PyTorch Quickstart


Orca PyTorch Quickstart

In this guide we’ll show you how to organize your PyTorch code into Orca in 3 steps

Organizing your code with Orca makes your code: * Keep all the flexibility * Easier to reproduce * Utilize distributed training without changing your model

Step 0: Prepare environment

We recommend you to use Anaconda to prepare the environments, especially if you want to run on a yarn cluster(yarn-client mode only). Note: You can install the latest analytics whl by following instructions (here).

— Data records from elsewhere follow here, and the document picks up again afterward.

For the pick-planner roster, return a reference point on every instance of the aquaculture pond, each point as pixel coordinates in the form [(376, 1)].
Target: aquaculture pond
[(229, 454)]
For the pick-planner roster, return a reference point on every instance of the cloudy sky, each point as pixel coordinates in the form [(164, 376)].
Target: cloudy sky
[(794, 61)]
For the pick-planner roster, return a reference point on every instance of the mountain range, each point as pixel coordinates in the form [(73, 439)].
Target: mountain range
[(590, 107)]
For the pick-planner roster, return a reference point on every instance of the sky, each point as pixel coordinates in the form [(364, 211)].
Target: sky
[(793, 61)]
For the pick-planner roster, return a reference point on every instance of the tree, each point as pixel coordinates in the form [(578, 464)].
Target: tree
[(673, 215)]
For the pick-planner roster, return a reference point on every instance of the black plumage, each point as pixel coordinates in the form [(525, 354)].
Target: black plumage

conda create -n zoo python=3.7 #zoo is conda enviroment name, you can set another name you like.
conda activate zoo
pip install analytics-zoo==0.9.0.dev0 # or above
pip install jep==3.9.0
conda install pytorch torchvision cpuonly -c pytorch #command for linux
conda install pytorch torchvision -c pytorch #command for macOS

Step 1: Init Orca Context

from zoo.orca import init_orca_context, stop_orca_context

# run in local mode
sc = init_orca_context(cores=1, memory="20g")

# run in yarn client mode
sc = init_orca_context(
    cluster_mode="yarn-client", cores=4, num_nodes=2, memory="2g",
    driver_memory="10g", driver_cores=1,
    conf={"spark.rpc.message.maxSize": "1024",
        "spark.task.maxFailures": "1",
        "spark.driver.extraJavaOptions": "-Dbigdl.failure.retryTimes=1"})

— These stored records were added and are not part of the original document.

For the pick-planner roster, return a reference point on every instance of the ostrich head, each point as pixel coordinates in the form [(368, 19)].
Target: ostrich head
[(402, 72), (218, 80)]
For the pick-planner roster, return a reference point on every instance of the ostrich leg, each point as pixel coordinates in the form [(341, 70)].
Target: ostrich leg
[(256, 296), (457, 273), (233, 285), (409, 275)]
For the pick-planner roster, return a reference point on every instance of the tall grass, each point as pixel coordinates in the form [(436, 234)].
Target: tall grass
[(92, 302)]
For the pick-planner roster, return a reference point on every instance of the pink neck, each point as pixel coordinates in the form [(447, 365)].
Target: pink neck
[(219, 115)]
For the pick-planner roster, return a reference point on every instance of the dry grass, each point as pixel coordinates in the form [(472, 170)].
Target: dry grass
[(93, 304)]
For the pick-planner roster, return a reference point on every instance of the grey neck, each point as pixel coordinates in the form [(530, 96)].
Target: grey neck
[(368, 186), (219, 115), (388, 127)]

Note: you should export HADOOP_CONF_DIR=/path/to/hadoop/conf/dir * Reference: Orca Context

Step 2: Define PyTorch Model, Loss function and Optimizer

import torch.nn as nn
import torch.nn.functional as F
from bigdl.optim.optimizer import Adam

class LeNet(nn.Module):
    def __init__(self):
        super(LeNet, self).__init__()
        self.conv1 = nn.Conv2d(1, 20, 5, 1)
        self.conv2 = nn.Conv2d(20, 50, 5, 1)
        self.fc1 = nn.Linear(4*4*50, 500)
        self.fc2 = nn.Linear(500, 10)

    def forward(self, x):
        x = F.relu(self.conv1(x))
        x = F.max_pool2d(x, 2, 2)
        x = F.relu(self.conv2(x))
        x = F.max_pool2d(x, 2, 2)
        x = x.view(-1, 4*4*50)
        x = F.relu(self.fc1(x))
        x = self.fc2(x)
        return F.log_softmax(x, dim=1)

model = LeNet()
model.train()
criterion = nn.NLLLoss()
adam = Adam(args.lr)

Step 3: Fit with Orca PyTorch Estimator

  1. Define the data in whatever way you want. Orca just needs a dataloader, a callable datacreator or an Orca SparkXShards
torch.manual_seed(args.seed)

train_loader = torch.utils.data.DataLoader(
    datasets.MNIST(args.dir, train=True, download=True,
                   transform=transforms.Compose([
                       transforms.ToTensor(),
                       transforms.Normalize((0.1307,), (0.3081,))
                   ])),
    batch_size=args.batch_size, shuffle=True)
test_loader = torch.utils.data.DataLoader(
    datasets.MNIST(args.dir, train=False,
                   transform=transforms.Compose([
                       transforms.ToTensor(),
                       transforms.Normalize((0.1307,), (0.3081,))
                   ])),
    batch_size=args.test_batch_size, shuffle=False) 
  1. Create an estimator
from zoo.orca.learn.pytorch import Estimator 
zoo_estimator = Estimator.from_torch(model=model, optimizer=adam, loss=criterion, backend="bigdl") 
  1. Fit with estimator
from zoo.orca.learn.metrics import Accuracy
from zoo.orca.learn.trigger import EveryEpoch 
zoo_estimator.fit(data=train_loader, epochs=args.epochs, validation_data=test_loader,
                  validation_methods=[Accuracy()], checkpoint_trigger=EveryEpoch()) 

Note: you should call stop_orca_context() when your application finishes.